HEFCE's website tells us that
at the first meeting the group agreed the following programme of work:Two points are of interest to me about this group.
- to map the current higher education system, so that there is a clear understanding of the contribution made by all the organisations and how they interact with universities, colleges and individual students
- to review the way that data is collected and used at present.
Firstly, consider the membership in terms of the individuals involved. I think only Alison Allden can claim any recent hands-on experience of 'the way that data is collected and used at present', given her time overseeing student administration at Bristol - but she was pretty high up at the time. her background is more in IT. Anthony McClaren spent about three years about fifteen years ago at a similar level of responsibility, before he became a quangocrat.
Now I have nothing against quangocrats. I have that on my CV too. But from this perspective the quangos, not the institutions, are the ivory towers. Life looks very different to those of us in the gutter, and the group doesn't seem to have given itself membership with the experience to do the job it has set itself.
Secondly, consider the membership in terms of the sector experience and background they represent. When the HEFCE Board was last refreshed, I commented that the chance to strengthen its experience of regulating private sector organisations had been missed. Now the chance to bring that perspective on board has been missed again.

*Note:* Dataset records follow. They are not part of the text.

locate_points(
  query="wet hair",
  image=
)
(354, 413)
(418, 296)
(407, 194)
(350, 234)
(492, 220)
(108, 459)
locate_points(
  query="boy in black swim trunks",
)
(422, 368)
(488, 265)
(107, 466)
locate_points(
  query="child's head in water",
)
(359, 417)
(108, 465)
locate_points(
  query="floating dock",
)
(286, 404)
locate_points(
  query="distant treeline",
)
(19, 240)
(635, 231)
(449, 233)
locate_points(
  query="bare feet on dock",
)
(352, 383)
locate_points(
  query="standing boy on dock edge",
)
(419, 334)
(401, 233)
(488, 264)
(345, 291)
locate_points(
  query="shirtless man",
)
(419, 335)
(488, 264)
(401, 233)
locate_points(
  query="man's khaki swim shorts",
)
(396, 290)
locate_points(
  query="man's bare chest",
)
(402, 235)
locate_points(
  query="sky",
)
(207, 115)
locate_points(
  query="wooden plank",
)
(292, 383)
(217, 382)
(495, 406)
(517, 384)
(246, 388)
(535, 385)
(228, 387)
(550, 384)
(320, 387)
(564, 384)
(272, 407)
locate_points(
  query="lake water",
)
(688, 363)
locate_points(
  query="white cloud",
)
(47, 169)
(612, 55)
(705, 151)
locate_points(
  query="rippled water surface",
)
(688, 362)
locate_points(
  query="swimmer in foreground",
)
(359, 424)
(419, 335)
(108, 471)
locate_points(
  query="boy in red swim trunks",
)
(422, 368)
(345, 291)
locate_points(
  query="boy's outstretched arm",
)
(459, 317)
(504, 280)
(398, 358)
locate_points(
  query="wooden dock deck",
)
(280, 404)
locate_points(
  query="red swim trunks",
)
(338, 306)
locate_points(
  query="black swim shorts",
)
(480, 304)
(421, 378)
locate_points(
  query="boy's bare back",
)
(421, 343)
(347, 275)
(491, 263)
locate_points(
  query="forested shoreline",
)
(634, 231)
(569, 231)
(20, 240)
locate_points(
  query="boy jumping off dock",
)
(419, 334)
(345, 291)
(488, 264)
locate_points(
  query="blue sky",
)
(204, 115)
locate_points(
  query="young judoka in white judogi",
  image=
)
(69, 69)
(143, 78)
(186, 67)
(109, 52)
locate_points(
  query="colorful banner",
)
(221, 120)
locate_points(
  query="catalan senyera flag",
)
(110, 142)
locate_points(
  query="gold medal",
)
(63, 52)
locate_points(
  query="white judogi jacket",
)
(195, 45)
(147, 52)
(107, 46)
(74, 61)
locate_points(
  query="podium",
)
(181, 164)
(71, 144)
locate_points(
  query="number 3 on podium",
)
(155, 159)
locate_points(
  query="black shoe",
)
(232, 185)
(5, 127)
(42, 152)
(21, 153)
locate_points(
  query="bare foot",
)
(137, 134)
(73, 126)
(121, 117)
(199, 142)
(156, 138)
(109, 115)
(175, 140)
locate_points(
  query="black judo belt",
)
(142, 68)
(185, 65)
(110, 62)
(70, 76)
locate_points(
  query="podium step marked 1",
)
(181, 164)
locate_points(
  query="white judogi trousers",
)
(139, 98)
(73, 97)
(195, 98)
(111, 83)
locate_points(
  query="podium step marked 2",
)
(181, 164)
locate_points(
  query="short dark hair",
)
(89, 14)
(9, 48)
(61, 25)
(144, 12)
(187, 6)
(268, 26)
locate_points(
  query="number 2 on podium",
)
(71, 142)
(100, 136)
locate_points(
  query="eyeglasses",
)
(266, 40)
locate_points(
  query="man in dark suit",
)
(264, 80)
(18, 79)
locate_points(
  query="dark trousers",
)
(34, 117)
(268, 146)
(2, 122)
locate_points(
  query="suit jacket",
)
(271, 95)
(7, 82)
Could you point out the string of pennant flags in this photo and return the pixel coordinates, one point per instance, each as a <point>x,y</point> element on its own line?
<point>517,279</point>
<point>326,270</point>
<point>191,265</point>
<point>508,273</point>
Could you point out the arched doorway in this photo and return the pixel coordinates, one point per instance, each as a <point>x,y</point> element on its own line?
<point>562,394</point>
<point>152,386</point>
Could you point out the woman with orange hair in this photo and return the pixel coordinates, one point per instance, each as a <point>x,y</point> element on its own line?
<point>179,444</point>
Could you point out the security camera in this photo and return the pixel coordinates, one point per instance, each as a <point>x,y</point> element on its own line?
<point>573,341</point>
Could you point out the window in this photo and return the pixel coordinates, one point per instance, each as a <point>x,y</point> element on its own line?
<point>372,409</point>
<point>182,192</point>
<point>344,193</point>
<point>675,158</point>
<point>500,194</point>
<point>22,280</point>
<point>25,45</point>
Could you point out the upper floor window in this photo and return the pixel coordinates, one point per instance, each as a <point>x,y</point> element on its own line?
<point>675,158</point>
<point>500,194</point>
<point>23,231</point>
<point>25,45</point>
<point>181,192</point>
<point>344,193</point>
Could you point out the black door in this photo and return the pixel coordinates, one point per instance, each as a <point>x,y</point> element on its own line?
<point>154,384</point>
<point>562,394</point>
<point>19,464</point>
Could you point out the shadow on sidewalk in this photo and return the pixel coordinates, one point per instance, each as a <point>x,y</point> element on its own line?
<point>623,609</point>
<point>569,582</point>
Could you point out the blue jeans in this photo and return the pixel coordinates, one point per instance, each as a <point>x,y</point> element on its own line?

There are two key transitions towards the marketised HE sector which the Government envisaged but which are not coming about. One is that new market entrants are not coming forward - not at all as far as I can see but certainly not at the rate that existing private providers are going out of business. The other is that HEFCE is not managing the transformation needed in its own role as shown not only here and in the Board issue I blogged about earlier, but also in the way it is taking forward a more interventionist approach to data management even as we speak (I got my first set of queries from HEFCE under this policy earlier today, as it happens).
There would be a neat irony if these two failures cancelled each other out, but much as I love irony I can't quite see it. There are still going to be quite a few private providers who will survive the UKBA well enough to enter the new world and fall under HEFCE regulation. The regulatory system is going to have to adapt. The longer we take to start making this transition, the more abrupt and painful it will be.